This post was written by CPR President Rena Steinzor and Policy Analyst James Goodwin.
Few incidents better illustrate the Bush Administration’s outright hostility to politically inconvenient science than its 2008 rule updating the ozone National Ambient Air Quality Standard (NAAQS). In the run-up to that rule, Bush’s EPA ignored the unanimous recommendation of the Clean Air Science Advisory Committee (CASAC), an independent and well-respected advisor to the EPA on clean air issues, that it set the standard in the range of 60 to 70 parts per billion (ppb) to replace the existing standard of 84 ppb. Instead, the final rule—issued in the waning days of the Bush Administration—set the standard at 75 ppb, well above CASAC’s recommended range.

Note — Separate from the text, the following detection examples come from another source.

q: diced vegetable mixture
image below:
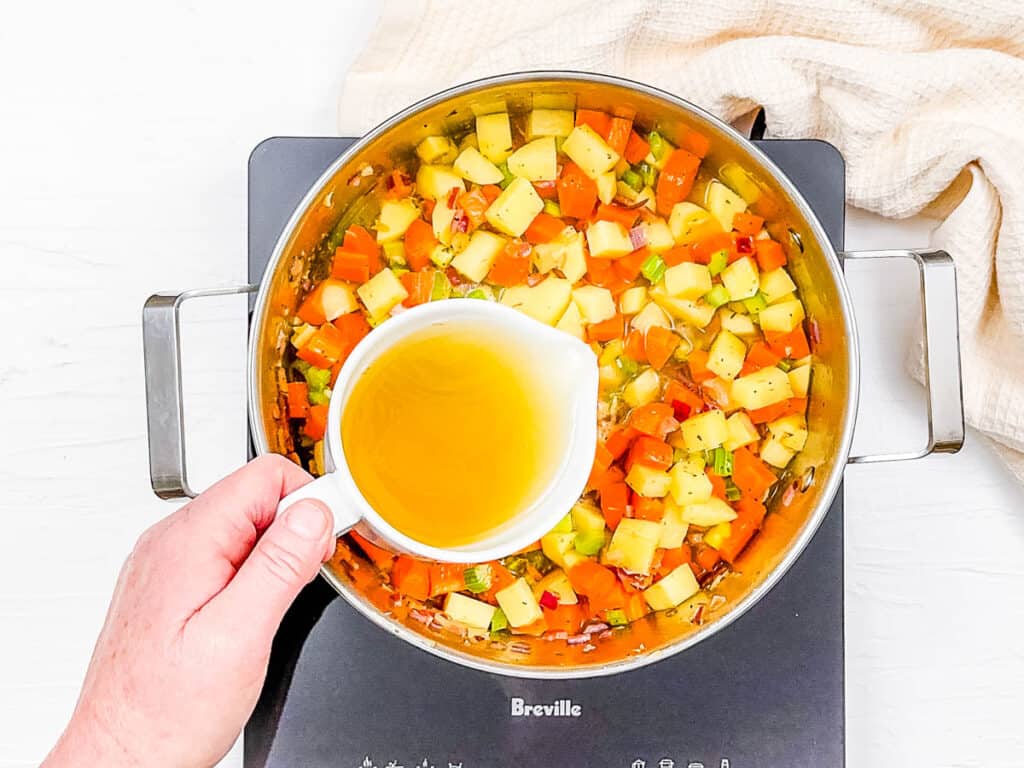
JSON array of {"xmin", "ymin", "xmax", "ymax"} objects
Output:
[{"xmin": 285, "ymin": 109, "xmax": 812, "ymax": 644}]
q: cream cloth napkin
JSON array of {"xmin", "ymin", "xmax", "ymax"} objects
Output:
[{"xmin": 339, "ymin": 0, "xmax": 1024, "ymax": 480}]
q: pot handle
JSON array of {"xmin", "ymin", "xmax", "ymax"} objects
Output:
[
  {"xmin": 840, "ymin": 250, "xmax": 964, "ymax": 464},
  {"xmin": 142, "ymin": 286, "xmax": 257, "ymax": 499}
]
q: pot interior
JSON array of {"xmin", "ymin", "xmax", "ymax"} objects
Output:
[{"xmin": 249, "ymin": 73, "xmax": 857, "ymax": 677}]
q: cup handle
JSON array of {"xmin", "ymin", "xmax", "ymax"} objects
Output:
[{"xmin": 278, "ymin": 474, "xmax": 361, "ymax": 536}]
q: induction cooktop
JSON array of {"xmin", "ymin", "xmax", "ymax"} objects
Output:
[{"xmin": 244, "ymin": 137, "xmax": 845, "ymax": 768}]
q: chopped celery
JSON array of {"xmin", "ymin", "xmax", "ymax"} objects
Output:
[
  {"xmin": 708, "ymin": 248, "xmax": 729, "ymax": 278},
  {"xmin": 462, "ymin": 565, "xmax": 490, "ymax": 595},
  {"xmin": 544, "ymin": 200, "xmax": 562, "ymax": 218},
  {"xmin": 705, "ymin": 285, "xmax": 729, "ymax": 309},
  {"xmin": 623, "ymin": 168, "xmax": 644, "ymax": 191},
  {"xmin": 711, "ymin": 445, "xmax": 732, "ymax": 477},
  {"xmin": 572, "ymin": 530, "xmax": 604, "ymax": 555},
  {"xmin": 743, "ymin": 291, "xmax": 768, "ymax": 314},
  {"xmin": 604, "ymin": 608, "xmax": 630, "ymax": 627},
  {"xmin": 640, "ymin": 253, "xmax": 667, "ymax": 284},
  {"xmin": 430, "ymin": 271, "xmax": 452, "ymax": 301}
]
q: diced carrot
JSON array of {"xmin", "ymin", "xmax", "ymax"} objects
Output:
[
  {"xmin": 558, "ymin": 163, "xmax": 597, "ymax": 219},
  {"xmin": 754, "ymin": 240, "xmax": 785, "ymax": 272},
  {"xmin": 575, "ymin": 110, "xmax": 611, "ymax": 139},
  {"xmin": 732, "ymin": 211, "xmax": 765, "ymax": 238},
  {"xmin": 627, "ymin": 435, "xmax": 672, "ymax": 469},
  {"xmin": 765, "ymin": 326, "xmax": 811, "ymax": 360},
  {"xmin": 644, "ymin": 326, "xmax": 682, "ymax": 371},
  {"xmin": 348, "ymin": 530, "xmax": 395, "ymax": 571},
  {"xmin": 302, "ymin": 406, "xmax": 328, "ymax": 440},
  {"xmin": 523, "ymin": 211, "xmax": 565, "ymax": 243},
  {"xmin": 486, "ymin": 240, "xmax": 530, "ymax": 288},
  {"xmin": 600, "ymin": 482, "xmax": 630, "ymax": 530},
  {"xmin": 286, "ymin": 381, "xmax": 309, "ymax": 419},
  {"xmin": 406, "ymin": 219, "xmax": 437, "ymax": 270},
  {"xmin": 686, "ymin": 349, "xmax": 715, "ymax": 384},
  {"xmin": 654, "ymin": 150, "xmax": 700, "ymax": 216},
  {"xmin": 605, "ymin": 118, "xmax": 633, "ymax": 156},
  {"xmin": 623, "ymin": 131, "xmax": 650, "ymax": 165},
  {"xmin": 662, "ymin": 245, "xmax": 696, "ymax": 266},
  {"xmin": 732, "ymin": 447, "xmax": 778, "ymax": 501},
  {"xmin": 398, "ymin": 268, "xmax": 434, "ymax": 306},
  {"xmin": 679, "ymin": 130, "xmax": 711, "ymax": 158},
  {"xmin": 629, "ymin": 402, "xmax": 679, "ymax": 440},
  {"xmin": 587, "ymin": 312, "xmax": 624, "ymax": 341},
  {"xmin": 594, "ymin": 203, "xmax": 640, "ymax": 229},
  {"xmin": 391, "ymin": 555, "xmax": 430, "ymax": 600}
]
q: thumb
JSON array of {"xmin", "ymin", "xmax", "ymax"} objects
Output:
[{"xmin": 203, "ymin": 499, "xmax": 334, "ymax": 642}]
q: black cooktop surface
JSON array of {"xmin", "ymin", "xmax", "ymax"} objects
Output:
[{"xmin": 245, "ymin": 137, "xmax": 845, "ymax": 768}]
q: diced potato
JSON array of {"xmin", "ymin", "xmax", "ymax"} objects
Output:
[
  {"xmin": 657, "ymin": 498, "xmax": 689, "ymax": 549},
  {"xmin": 444, "ymin": 592, "xmax": 497, "ymax": 630},
  {"xmin": 640, "ymin": 217, "xmax": 676, "ymax": 253},
  {"xmin": 758, "ymin": 299, "xmax": 804, "ymax": 333},
  {"xmin": 761, "ymin": 435, "xmax": 795, "ymax": 469},
  {"xmin": 604, "ymin": 517, "xmax": 662, "ymax": 573},
  {"xmin": 707, "ymin": 179, "xmax": 746, "ymax": 231},
  {"xmin": 760, "ymin": 266, "xmax": 797, "ymax": 304},
  {"xmin": 725, "ymin": 411, "xmax": 761, "ymax": 451},
  {"xmin": 501, "ymin": 278, "xmax": 572, "ymax": 326},
  {"xmin": 732, "ymin": 366, "xmax": 793, "ymax": 411},
  {"xmin": 508, "ymin": 136, "xmax": 558, "ymax": 181},
  {"xmin": 669, "ymin": 462, "xmax": 712, "ymax": 505},
  {"xmin": 455, "ymin": 146, "xmax": 505, "ymax": 184},
  {"xmin": 452, "ymin": 229, "xmax": 508, "ymax": 283},
  {"xmin": 416, "ymin": 165, "xmax": 466, "ymax": 200},
  {"xmin": 562, "ymin": 125, "xmax": 618, "ymax": 179},
  {"xmin": 594, "ymin": 171, "xmax": 618, "ymax": 205},
  {"xmin": 484, "ymin": 178, "xmax": 544, "ymax": 238},
  {"xmin": 495, "ymin": 579, "xmax": 544, "ymax": 627},
  {"xmin": 555, "ymin": 302, "xmax": 585, "ymax": 339},
  {"xmin": 665, "ymin": 261, "xmax": 711, "ymax": 299},
  {"xmin": 630, "ymin": 301, "xmax": 672, "ymax": 334},
  {"xmin": 355, "ymin": 267, "xmax": 409, "ymax": 321},
  {"xmin": 541, "ymin": 531, "xmax": 587, "ymax": 570},
  {"xmin": 623, "ymin": 369, "xmax": 662, "ymax": 408},
  {"xmin": 618, "ymin": 286, "xmax": 647, "ymax": 314},
  {"xmin": 476, "ymin": 112, "xmax": 512, "ymax": 164},
  {"xmin": 526, "ymin": 110, "xmax": 575, "ymax": 139},
  {"xmin": 722, "ymin": 256, "xmax": 759, "ymax": 301},
  {"xmin": 569, "ymin": 502, "xmax": 604, "ymax": 532},
  {"xmin": 669, "ymin": 201, "xmax": 721, "ymax": 246},
  {"xmin": 788, "ymin": 365, "xmax": 811, "ymax": 397},
  {"xmin": 718, "ymin": 307, "xmax": 755, "ymax": 336},
  {"xmin": 680, "ymin": 411, "xmax": 729, "ymax": 453},
  {"xmin": 374, "ymin": 198, "xmax": 420, "ymax": 243},
  {"xmin": 416, "ymin": 136, "xmax": 455, "ymax": 163},
  {"xmin": 683, "ymin": 496, "xmax": 736, "ymax": 528},
  {"xmin": 587, "ymin": 219, "xmax": 633, "ymax": 259},
  {"xmin": 534, "ymin": 568, "xmax": 580, "ymax": 605},
  {"xmin": 708, "ymin": 328, "xmax": 746, "ymax": 379},
  {"xmin": 572, "ymin": 286, "xmax": 615, "ymax": 324},
  {"xmin": 626, "ymin": 464, "xmax": 672, "ymax": 499},
  {"xmin": 643, "ymin": 563, "xmax": 700, "ymax": 610}
]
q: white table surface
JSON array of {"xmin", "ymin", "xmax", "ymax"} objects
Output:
[{"xmin": 0, "ymin": 0, "xmax": 1024, "ymax": 768}]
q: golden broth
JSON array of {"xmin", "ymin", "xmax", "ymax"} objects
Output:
[{"xmin": 341, "ymin": 329, "xmax": 561, "ymax": 547}]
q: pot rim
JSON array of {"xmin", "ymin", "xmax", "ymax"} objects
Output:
[{"xmin": 246, "ymin": 70, "xmax": 860, "ymax": 680}]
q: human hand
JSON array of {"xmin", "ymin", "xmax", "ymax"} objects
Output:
[{"xmin": 43, "ymin": 455, "xmax": 335, "ymax": 768}]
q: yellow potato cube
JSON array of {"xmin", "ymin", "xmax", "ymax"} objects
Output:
[
  {"xmin": 562, "ymin": 125, "xmax": 618, "ymax": 179},
  {"xmin": 484, "ymin": 178, "xmax": 544, "ymax": 238}
]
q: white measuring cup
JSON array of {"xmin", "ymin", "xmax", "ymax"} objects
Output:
[{"xmin": 278, "ymin": 299, "xmax": 598, "ymax": 562}]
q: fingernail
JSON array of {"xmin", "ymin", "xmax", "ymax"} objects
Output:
[{"xmin": 285, "ymin": 502, "xmax": 327, "ymax": 541}]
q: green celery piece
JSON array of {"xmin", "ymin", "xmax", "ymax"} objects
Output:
[{"xmin": 705, "ymin": 285, "xmax": 729, "ymax": 309}]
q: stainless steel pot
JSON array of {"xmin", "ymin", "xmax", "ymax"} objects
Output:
[{"xmin": 143, "ymin": 72, "xmax": 964, "ymax": 678}]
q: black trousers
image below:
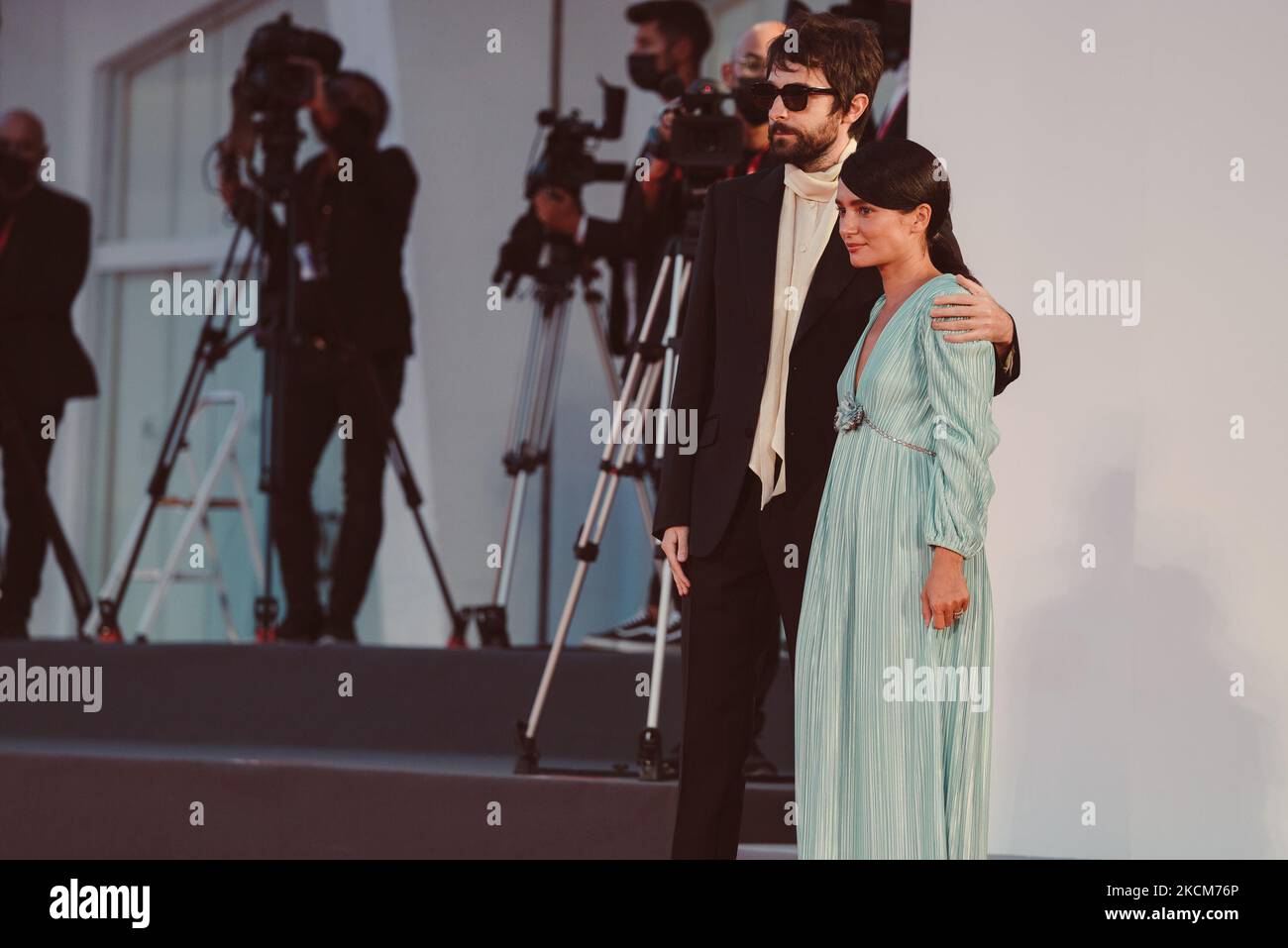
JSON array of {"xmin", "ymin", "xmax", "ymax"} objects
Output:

The ozone standard was so bad that soon after it was issued in 2008, CASAC took the unusual step of publicly criticizing Bush’s EPA for ignoring its advice.
Fortunately, the Obama Administration, which began before the ozone standard could take effect, delayed its implementation, and in September of 2010, the EPA began a formal reconsideration process to revise the ozone standard. The EPA is now set to issue a final rule setting the ozone standard somewhere in the recommended range of 60 to 70 ppb sometime next month—more than three years late. (In the interim, the original 84-ppb standard has remained in effect.)
The cost of this delay has been intolerably high. The EPA’s proposed revision is expected, by 2020, to annually prevent up to 12,000 premature deaths, 5,300 non-fatal heart attacks, 2,200 cases of chronic bronchitis, 420,000 lost work days, and 2,100,000 missed school days. Because of the delay since 2008, however, the American public will have to forgo three years’ worth of these enormous benefits. This delay may have saved industry some cash, but it will take quite a toll on people’s pocketbooks and health—and, in too many cases, even their lives.
Apparently, though, even this three-year delay isn’t enough for industry. The EPA sent the draft final rule to OIRA for review—the last step before it is published—on July 11, so industry started last week to launch one last round of attacks on the rule, including a visit with EPA Administrator Lisa Jackson and a letter to White House chief of staff Bill Daley. (Surely, a round of lobbying visits to OIRA cannot be far behind.) At minimum, they are demanding that the Obama Administration delay the rule until 2013—an additional two-year delay. They argue that the Clean Air Act directs the EPA to review NAAQSs only once every five years; hence, the appropriate timeline for reviewing Bush’s standard would be 2013. To do so earlier than that would be inconsistent with President Obama’s Executive Order on improving regulations. (We predicted that industry wouldn’t miss an opportunity to haunt the White House with that order.) To be clear, the Clean Air Act unambiguously allows the EPA to revisit NAAQSs more frequently than every five years—section 109(d)(1) of the statute concludes by saying that the EPA “may review and revise criteria or promulgate new standards earlier or more frequently than the five-year intervals required under this paragraph.” The real problem with industry’s argument is that it completely ignores that Bush’s 2008 standard violated the Clean Air Act (i.e., since it was not protective of health), making it necessary to undertake this review on an expedited basis. Industry also argues that postponing the rule to 2013 will improve Obama’s reelection chances in 2012—a rather thinly-veiled threat.
President Obama should resist these attacks, and not follow his predecessor’s pattern of allowing politics to trump science. The science is clear: a stronger ozone NAAQS is needed to protect public health. The law is clear: EPA must set the ozone NAAQS at a level that is protective of public health and without regard to costs. (In Whitman v. American Trucking Association, the Supreme Court unanimously held in an opinion authored by none other than Antonin Scalia—no friend of strong regulation—that the EPA may not consider costs when setting NAAQSs.) Three years delay has been three years too many. The EPA’s pending final rule should not be delayed any further.